Dall the Younger furrowed his brow, chewing at the idea. "Is that the only reason?" he finally asked. "Since we stopped them from wiping out this planet, that would be the end of it, I should think."

"It's thinking like that that shows why you are the low ranker on this ship," Gunner Arnild snapped as he came in. Arnild had managed to grow old in a very short-lived service, losing in the process his patience for everything except his computers and guns. "Shall I suggest some of the possibilities that have occurred even to me? Firstly — any enemy of the Slavocracy could be a friend of ours. Or conversely, there may be an enemy here that threatens the entire human race, and we may need to set off a Mosaic ourselves to finish the job the Slavers started. Then again, the Slavers may have had something here — like a research center that they would rather have destroyed than let us see. Wouldn't you say that any one of these would make the planet worth investigating?"

"We shall be in the atmosphere within twenty hours," Dall said as he vanished through the lower hatch. "I have to check the lubrication on the drive gears."

"You're too easy on the kid," Gunner Arnild said, staring moodily at the approaching star, already dimmed by the forward filters.

"And you're too hard," Stane told him. "So I guess it evens out. You forget he never fought the Slavers."

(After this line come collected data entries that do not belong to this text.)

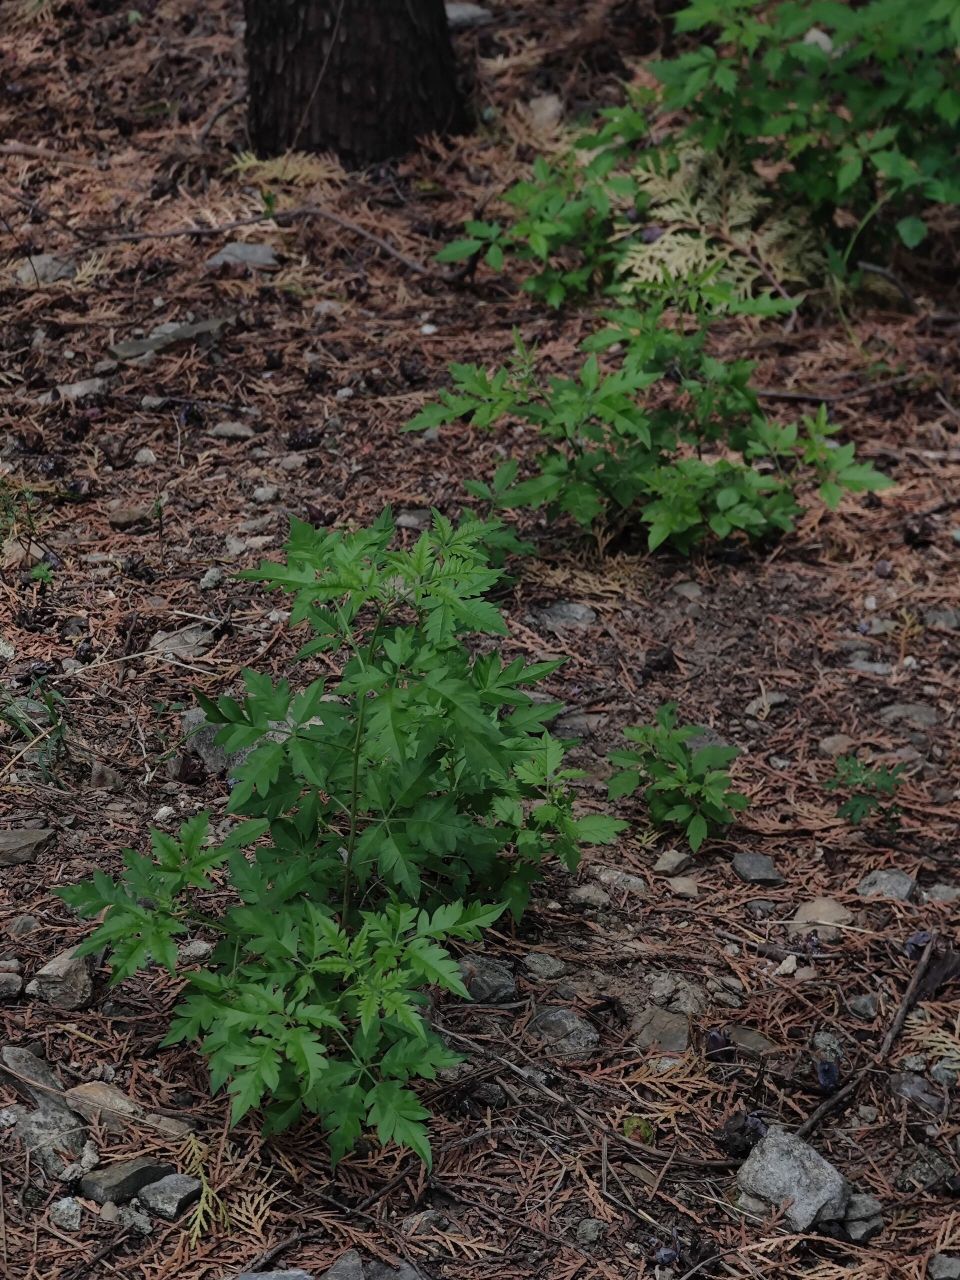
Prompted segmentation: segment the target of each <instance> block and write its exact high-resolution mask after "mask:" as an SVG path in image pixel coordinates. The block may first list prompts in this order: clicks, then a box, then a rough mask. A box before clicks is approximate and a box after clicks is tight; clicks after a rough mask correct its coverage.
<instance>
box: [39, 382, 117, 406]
mask: <svg viewBox="0 0 960 1280" xmlns="http://www.w3.org/2000/svg"><path fill="white" fill-rule="evenodd" d="M106 385H108V383H106V379H105V378H83V379H82V380H81V381H78V383H59V384H58V387H56V390H55V392H44V394H42V396H37V404H54V403H56V401H64V399H68V401H74V402H79V401H84V399H91V398H92V397H93V396H102V393H104V392H105V390H106Z"/></svg>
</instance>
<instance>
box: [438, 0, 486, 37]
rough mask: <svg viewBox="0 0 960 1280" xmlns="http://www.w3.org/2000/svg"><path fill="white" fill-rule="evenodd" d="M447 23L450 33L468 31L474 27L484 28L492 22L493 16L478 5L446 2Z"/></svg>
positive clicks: (459, 2) (459, 0) (459, 1)
mask: <svg viewBox="0 0 960 1280" xmlns="http://www.w3.org/2000/svg"><path fill="white" fill-rule="evenodd" d="M447 22H448V24H449V28H451V31H470V29H472V28H474V27H486V26H488V24H489V23H492V22H493V14H492V13H490V10H489V9H484V8H483V6H481V5H479V4H462V3H461V0H448V3H447Z"/></svg>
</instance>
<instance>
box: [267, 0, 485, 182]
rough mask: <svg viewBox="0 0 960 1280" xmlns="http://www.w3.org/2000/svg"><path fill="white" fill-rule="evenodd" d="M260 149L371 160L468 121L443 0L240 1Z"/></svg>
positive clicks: (323, 0)
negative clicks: (286, 151) (463, 104)
mask: <svg viewBox="0 0 960 1280" xmlns="http://www.w3.org/2000/svg"><path fill="white" fill-rule="evenodd" d="M244 8H246V18H247V36H246V42H247V69H248V78H250V136H251V141H252V143H253V148H255V150H256V152H257V155H261V156H271V155H279V154H282V152H284V151H289V150H298V151H335V152H337V155H339V156H340V157H342V159H343V160H346V161H347V163H348V164H361V165H362V164H370V163H372V161H376V160H384V159H387V157H389V156H397V155H402V154H403V152H404V151H408V150H410V148H411V147H412V146H413V145H415V142H416V140H417V138H419V137H422V136H424V134H426V133H449V132H456V131H458V129H461V128H462V127H463V124H465V116H463V105H462V102H461V99H460V95H458V92H457V82H456V67H454V61H453V47H452V45H451V37H449V31H448V28H447V13H445V9H444V4H443V0H244Z"/></svg>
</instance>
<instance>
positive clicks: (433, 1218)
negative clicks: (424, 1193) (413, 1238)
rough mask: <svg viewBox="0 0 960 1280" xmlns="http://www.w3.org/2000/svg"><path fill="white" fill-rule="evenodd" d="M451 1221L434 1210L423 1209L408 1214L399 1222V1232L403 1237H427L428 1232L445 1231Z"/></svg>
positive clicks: (446, 1228)
mask: <svg viewBox="0 0 960 1280" xmlns="http://www.w3.org/2000/svg"><path fill="white" fill-rule="evenodd" d="M449 1225H451V1220H449V1219H448V1217H444V1215H443V1213H439V1212H438V1211H436V1210H435V1208H424V1210H421V1211H420V1212H419V1213H410V1215H408V1216H407V1217H404V1219H403V1221H402V1222H401V1231H403V1234H404V1235H429V1234H430V1231H445V1230H447V1228H448V1226H449Z"/></svg>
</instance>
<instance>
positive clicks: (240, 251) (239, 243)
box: [206, 241, 280, 271]
mask: <svg viewBox="0 0 960 1280" xmlns="http://www.w3.org/2000/svg"><path fill="white" fill-rule="evenodd" d="M206 265H207V268H210V270H214V269H215V268H218V266H248V268H251V269H252V270H256V271H270V270H273V269H274V268H276V266H279V265H280V264H279V262H278V261H276V253H275V252H274V250H273V246H271V244H247V243H244V242H243V241H232V242H230V243H229V244H224V247H223V248H220V250H218V251H216V253H212V255H211V256H210V257H209V259H207V260H206Z"/></svg>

Skimming the outer edges of the atmosphere of the fourth planet, the scout ship hurled itself through the measured length of a helical orbit, then fled back into the safety of space while the ship's robot brain digested and made copies of the camera and detector instrument recordings. The duplicates were stored in a message torp, and only when the torp had started back to base did Commander Stane bother personally to examine the results of their survey.

"We're dispensable now," he said, relaxing. "So the best thing we can do is to drop down and see what we can stir up." Arnild grunted agreement, his index fingers unconsciously pressing invisible triggers. They leaned over the graphs and photographs spread out on the table. Dall peered between their shoulders and flipped through the photographs they tossed aside. He was first to speak.